Пока тетка Авдотья ходила по магазинам да высматривала костюм, пока готовила посылку, пока размышляла, в какую цену ее определить, чтобы и не заплатить слишком дорого за пересылку и чтобы, затеряйся добро в пути, не понести убытку; пока, наконец, двигалась эта посылка малой скоростью, время не стояло на месте и делало свое дело. Для Сереги — определенно недоброе. Лена — так звали ту девчонку — полюбила Семена Мищенко, большеголового стриженого увальня, у которого были хороши разве что глаза, темные, с длинными, как у девчат, ресницами, да белоснежная полотняная сорочка с вышивкой. А штаны — тоже старые, обшмыганные, правда без заплаток. И Лена с Семеном были счастливы. Когда Серега узнал о том, белый свет ему стал не мил. И захотелось бежать — не куда глаза глядят, а в родное Завидово, вместе с Гришей Угрюмовым, с ним полегче, чай, будет.
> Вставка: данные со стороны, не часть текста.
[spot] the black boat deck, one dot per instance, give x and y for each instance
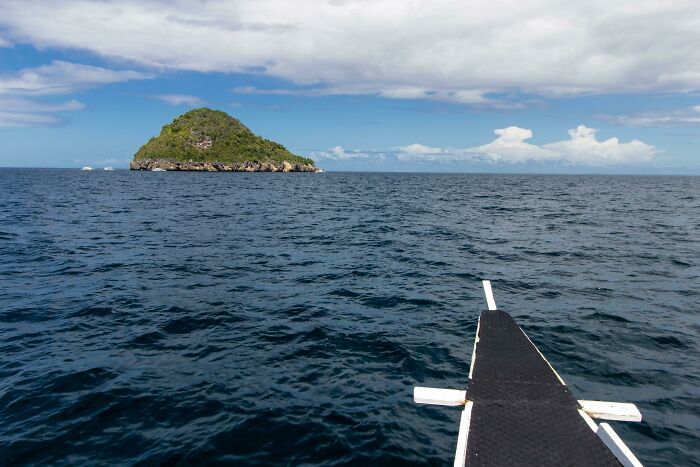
(522, 412)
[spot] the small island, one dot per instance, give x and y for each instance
(211, 140)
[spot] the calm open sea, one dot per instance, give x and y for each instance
(285, 318)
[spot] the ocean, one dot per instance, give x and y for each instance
(283, 319)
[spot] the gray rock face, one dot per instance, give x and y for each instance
(248, 166)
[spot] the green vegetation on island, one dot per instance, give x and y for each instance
(205, 139)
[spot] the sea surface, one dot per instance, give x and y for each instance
(283, 319)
Приятели знали, что касса откроется утром, по прибежали к вокзалу с вечера. Думали, что окажутся первыми. Не обремененные опытом, они не вспомнили вовремя, что другие ребята точно так же, как и они, могли подумать и явиться к окошечку намного раньше Сереги и Гриши. По этой причине они оказались в хвосте длиннющей очереди за билетами. Ошарашенные столь неожиданным и нерадостным открытием, друзья какое-то время растерянно молчали, переглядывались, а придя в себя, начали оценивать положение, в котором очутились. Сперва выяснили, какое число людей перед ними в очереди (оно оказалось не таким уж устрашающим), потом узнали, какова вместимость каждого вагона и сколько их в поезде. Подсчетами остались довольны, успокоились и стали ревностно оберегать свое место в очереди. Дежурили посменно: поспит немножко на лавке один, потом другой. Так дождались утра.
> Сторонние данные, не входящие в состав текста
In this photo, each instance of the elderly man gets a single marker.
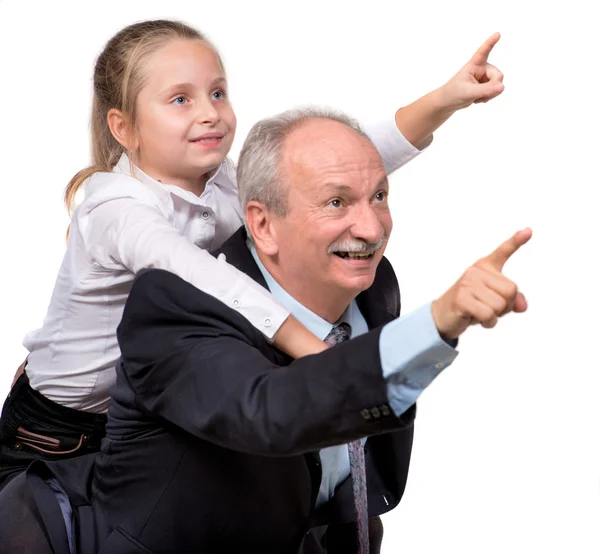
(217, 442)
Касса открылась с опозданием на полчаса. Гриша и Серега не знали, что кое для кого она отверзлась несколькими часами раньше, а знай они об этом, не стояли бы попусту. Вчерашние подсчеты были тоже ни к чему — доморощенная их бухгалтерия не учитывала того, что всякий, кто стоял впереди них, мог взять один билет, а мог сразу и четыре.

Нехорошая догадка пришла к Сереге и Грише лишь тогда, когда они увидели, что все еще стоят на месте, не продвинулись к цели ни на вершок, в то время когда мимо них один за другим пробегали к выходу красные, как вареные раки, счастливые обладатели билетов. В конце концов случилось то, что и должно было случиться. Перед каким-то студенческим носом с повисшей на нем капелькой пота с сердитым хлопком закрылась дверца кассы. Малый опешил на миг, затем машинально забарабанил в дверцу, заорал:

— Безобразие!

Дверца открылась вновь, но только для того и ровно настолько, чтобы оттуда успели вылететь ответные слова:

— Чего орешь? Ишь, сопли-то распустил! Сказала, все билеты проданы! — Эти слова похоронным звоном прозвучали для всех ожидающих. — Уматывайте, пока Федосея Михалыча не позвала!

Сидящая за окошечком тетка знала, кем припугнуть ребят. Милиционер Федосей Михайлович своей свирепостью был хорошо известен всем горожанам, студентам же в особенности. Он охотился за ними в городском Доме культуры, в кинотеатре, в парке, в столовой, в железнодорожном буфете, в крытом рынке, в вагонах — повсюду, куда те могли проникнуть с известной целью, не имея в кармане ни копейки.